Bands, festivals and the lot are releasing branded booze by the dozens these days and we come across more and more brewers inspired by the metal lifestyle… GRIMM makes it its mission to get to the bottom (of the bottle) of this trend with insightful reviews and extra backgrounds. So sit back, PICK YOUR POISON, and discover all you need to know about your favorite band’s alcoholic brands!
Poison Fact Sheet
- Band: Motörhead
- Poison name: Bastards Lager
- Poison style: beer – lager
- ABV: 4,7 %
- IBU: /
- Brewery: Krönleins Bryggeri (Sweden)
(ABV = Alcohol By Volume; IBU = International Bittering Units)
It’s December 28th 2016. It has been one year since Lemmy left this world shortly after his 70th birthday. Is there a better day to play some of Lemmy‘s rock ‘n’ roll tunes and to crack open a bottle of Motörhead Bastards Lager?
It is difficult to get good foam when pouring the Bastard in a glass. The little white head is also gone pretty quickly. The same goes for the intense carbonation you have at the start which dies out rapidly if you are holding the beer and chatting with friends. With such an unstable appearance, I guess they mean for us to drink this one fast! The Bastard has a typical yellow golden lager color. The aroma smells mostly of grains. When tasting, the beer has a malty start. You can detect some hints of corn in there while the taste gets sweeter near the end. But it never gets as sweet as for example our Belgian Jupiler. For the finish we are left with a short bitter punch, but after that only a short lasting watery aftertaste. The beer definitely misses hops for character.
Here the beer does score good points. Clearly, more efforts have been put into this part of the production process than in the actual flavors of the beer. The golden Snaggletooth on the label makes the Bastard instantly recognizable and fits the color of the beer. The commercial description on the bottle says:
For all beer drinkers and hell raisers, fans of loud and fast rock and roll, no matter if you have no class or are a damage case, this mean machine lager is fuel for any head banging opportunity.
‘Beer drinkers and hell raisers’ makes it appeal to all rockers, metalheads and fans of Motörhead who recognize the reference to their 1980 EP where they cover this ZZ Top original. The bottle also states the beer is produced for Brands for Fans Sweden.

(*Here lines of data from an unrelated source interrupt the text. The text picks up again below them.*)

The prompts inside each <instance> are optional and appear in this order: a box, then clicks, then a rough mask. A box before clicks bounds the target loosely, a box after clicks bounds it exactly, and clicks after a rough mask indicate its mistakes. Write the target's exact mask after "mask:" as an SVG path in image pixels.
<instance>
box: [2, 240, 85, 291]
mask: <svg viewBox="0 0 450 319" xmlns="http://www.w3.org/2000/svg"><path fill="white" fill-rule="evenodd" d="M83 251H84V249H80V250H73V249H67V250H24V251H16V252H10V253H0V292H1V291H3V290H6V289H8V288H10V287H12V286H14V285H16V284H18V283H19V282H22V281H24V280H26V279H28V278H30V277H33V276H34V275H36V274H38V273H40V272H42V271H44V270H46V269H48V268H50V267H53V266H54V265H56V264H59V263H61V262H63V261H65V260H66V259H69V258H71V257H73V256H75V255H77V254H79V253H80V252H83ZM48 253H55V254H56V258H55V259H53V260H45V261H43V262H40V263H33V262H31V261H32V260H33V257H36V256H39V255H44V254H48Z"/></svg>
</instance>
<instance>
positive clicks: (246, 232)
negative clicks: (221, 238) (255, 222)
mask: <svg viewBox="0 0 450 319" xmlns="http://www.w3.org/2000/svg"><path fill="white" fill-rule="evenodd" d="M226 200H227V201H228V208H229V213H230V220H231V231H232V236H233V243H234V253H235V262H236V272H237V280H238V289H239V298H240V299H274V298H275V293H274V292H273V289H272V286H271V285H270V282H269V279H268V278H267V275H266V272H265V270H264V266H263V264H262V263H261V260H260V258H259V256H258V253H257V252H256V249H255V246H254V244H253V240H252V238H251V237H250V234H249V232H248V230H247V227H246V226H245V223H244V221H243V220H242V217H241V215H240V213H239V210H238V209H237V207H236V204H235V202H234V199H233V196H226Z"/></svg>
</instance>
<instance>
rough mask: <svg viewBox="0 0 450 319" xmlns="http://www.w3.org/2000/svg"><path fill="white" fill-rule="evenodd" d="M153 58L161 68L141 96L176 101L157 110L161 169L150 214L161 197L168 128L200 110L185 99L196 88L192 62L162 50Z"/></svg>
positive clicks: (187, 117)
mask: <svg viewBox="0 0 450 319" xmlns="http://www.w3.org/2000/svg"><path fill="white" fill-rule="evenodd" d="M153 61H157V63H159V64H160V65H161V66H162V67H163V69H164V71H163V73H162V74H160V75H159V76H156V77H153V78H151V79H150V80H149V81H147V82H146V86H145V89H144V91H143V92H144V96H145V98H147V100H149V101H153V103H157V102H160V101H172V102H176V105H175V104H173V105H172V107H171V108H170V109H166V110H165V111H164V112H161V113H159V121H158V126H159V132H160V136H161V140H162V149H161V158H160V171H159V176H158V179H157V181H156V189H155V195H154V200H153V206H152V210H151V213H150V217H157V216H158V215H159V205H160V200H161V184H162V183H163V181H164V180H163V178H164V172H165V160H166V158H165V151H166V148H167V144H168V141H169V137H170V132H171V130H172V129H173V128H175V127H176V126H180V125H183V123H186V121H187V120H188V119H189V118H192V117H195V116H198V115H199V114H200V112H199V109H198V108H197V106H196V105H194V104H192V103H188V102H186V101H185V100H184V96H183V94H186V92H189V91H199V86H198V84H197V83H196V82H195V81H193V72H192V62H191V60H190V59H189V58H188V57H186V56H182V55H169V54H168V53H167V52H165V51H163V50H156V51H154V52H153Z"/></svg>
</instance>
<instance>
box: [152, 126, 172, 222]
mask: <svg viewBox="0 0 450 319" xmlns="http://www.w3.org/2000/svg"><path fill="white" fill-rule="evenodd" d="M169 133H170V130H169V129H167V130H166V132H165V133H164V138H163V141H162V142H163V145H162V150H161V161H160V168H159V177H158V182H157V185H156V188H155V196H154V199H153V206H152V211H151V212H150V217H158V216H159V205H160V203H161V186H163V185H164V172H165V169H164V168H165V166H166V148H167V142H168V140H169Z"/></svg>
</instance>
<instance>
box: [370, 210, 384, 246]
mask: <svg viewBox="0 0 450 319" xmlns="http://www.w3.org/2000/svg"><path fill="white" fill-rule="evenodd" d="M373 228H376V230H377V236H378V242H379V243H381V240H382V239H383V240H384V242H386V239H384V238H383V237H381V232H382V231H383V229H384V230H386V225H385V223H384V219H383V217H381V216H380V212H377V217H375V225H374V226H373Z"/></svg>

In the ‘About Us’ section of the website the company states:
Our way to create business success for both artists and beverage producers by qualitative releases and credible communication have made sure that we captured the interest of both the rock fans as well as beverage fans.
While we look forward to taste other products of them in the future, we certainly hope the focus goes equally to ‘qualitative releases’ and not too just ‘business success’ due to outstanding packaging. Another hint about the quality of the beer can be found on the bottle when you read it is brewed by Krönleins Bryggeri in Sweden. You know another release by this brewery? Let me give you a hint. It is a collaboration with maybe Sweden’s most famous export product. That’s right, Krönleins Bryggeri is responsable for the Ikea beer you can buy near the cash registers at the end of your shopping. I don’t know about you but I visit Ikea for furniture and decoration, not quality beers…
So let us face what we are dealing with here. This is a commercial beer aimed to please the masses and not the fine connoisseurs. It is fun to drink with friends while standing in a crowd and rocking out. However, budget wise there are probably much cheaper lagers available in your country compared to what you pay for Snaggletooth’s print on the label of your beer.